All to the Sword – Coming Soon

All to the Sword, book 5 in the Dorset Chronicles, is coming very soon. It’s been delayed by several other projects but is finally in last pre-publication stages and due out in late September. Reserve your copy now and, in the meantime, check into the rest of the Dorset Chronicles series, presenting the drama and excitement behind the forging of our modern nation.

Here are the opening words:

It was as if the dead crowded out the living, creating a world without balance; just a small world, for in the next glen there was no such feeling, no sense that life-gone was in the ascendancy, that what had happened could never be dispelled by either present or future, leaving nature and time as spent forces.

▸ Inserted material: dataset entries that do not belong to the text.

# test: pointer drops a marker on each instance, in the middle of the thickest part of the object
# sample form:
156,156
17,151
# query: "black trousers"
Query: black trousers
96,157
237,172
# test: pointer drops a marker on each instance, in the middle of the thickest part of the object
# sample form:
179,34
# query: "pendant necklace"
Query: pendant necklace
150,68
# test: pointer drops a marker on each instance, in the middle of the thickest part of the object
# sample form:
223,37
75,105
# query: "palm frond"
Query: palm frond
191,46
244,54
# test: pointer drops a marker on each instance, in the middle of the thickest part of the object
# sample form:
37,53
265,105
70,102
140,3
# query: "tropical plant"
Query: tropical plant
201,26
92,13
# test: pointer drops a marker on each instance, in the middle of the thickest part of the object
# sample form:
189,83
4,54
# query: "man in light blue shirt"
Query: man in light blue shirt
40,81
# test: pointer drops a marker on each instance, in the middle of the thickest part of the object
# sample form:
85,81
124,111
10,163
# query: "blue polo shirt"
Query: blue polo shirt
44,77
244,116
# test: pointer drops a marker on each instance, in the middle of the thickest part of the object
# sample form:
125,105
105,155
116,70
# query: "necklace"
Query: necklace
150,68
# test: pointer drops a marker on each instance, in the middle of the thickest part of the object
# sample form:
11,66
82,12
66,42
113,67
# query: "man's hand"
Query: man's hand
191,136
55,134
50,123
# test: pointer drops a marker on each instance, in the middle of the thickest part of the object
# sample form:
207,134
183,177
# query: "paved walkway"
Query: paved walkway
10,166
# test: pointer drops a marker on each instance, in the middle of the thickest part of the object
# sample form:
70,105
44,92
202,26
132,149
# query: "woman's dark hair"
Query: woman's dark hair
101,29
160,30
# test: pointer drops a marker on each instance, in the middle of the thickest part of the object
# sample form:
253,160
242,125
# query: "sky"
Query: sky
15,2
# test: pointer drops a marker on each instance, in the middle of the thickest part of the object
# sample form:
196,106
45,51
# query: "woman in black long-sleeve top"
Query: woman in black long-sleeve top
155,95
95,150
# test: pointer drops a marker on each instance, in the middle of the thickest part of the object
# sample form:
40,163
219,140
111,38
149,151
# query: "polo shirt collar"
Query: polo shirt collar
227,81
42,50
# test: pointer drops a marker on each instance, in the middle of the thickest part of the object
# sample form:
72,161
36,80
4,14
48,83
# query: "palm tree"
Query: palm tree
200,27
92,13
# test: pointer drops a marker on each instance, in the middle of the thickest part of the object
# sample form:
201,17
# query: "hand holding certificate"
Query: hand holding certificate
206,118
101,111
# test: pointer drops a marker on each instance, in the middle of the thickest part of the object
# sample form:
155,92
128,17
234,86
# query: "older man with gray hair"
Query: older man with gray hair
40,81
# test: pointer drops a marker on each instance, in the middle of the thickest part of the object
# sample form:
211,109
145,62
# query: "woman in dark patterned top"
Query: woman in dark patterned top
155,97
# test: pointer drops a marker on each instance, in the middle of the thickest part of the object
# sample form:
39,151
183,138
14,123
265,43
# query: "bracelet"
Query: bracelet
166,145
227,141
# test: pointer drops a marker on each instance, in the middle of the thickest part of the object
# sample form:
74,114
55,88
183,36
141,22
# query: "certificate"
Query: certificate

It was as if the dead would hang there forever, never moving on, never finding that better place.

Forty-eight hours earlier, when Bridget Davenport had first arrived, it had been different. Not alone at all buttravelling with a party of friends and relations, riding carelessly into Maryburg and staring at the mass of Ben Nevis rising above the little town, recently named for King William’s wife, Mary Stuart. They had left the Oldmoor estate of Percy Blades-Robson, just outside Alness, eighteen days earlier, making a leisurely transit along the Great Glen and arriving at the bottom of Loch Lochy on 11th February 1692. One hundred miles in eighteen days, plenty of time to stop and converse with people along the way. Bridget had led those conversations, explaining her purpose and opening a new page of her notebook each time.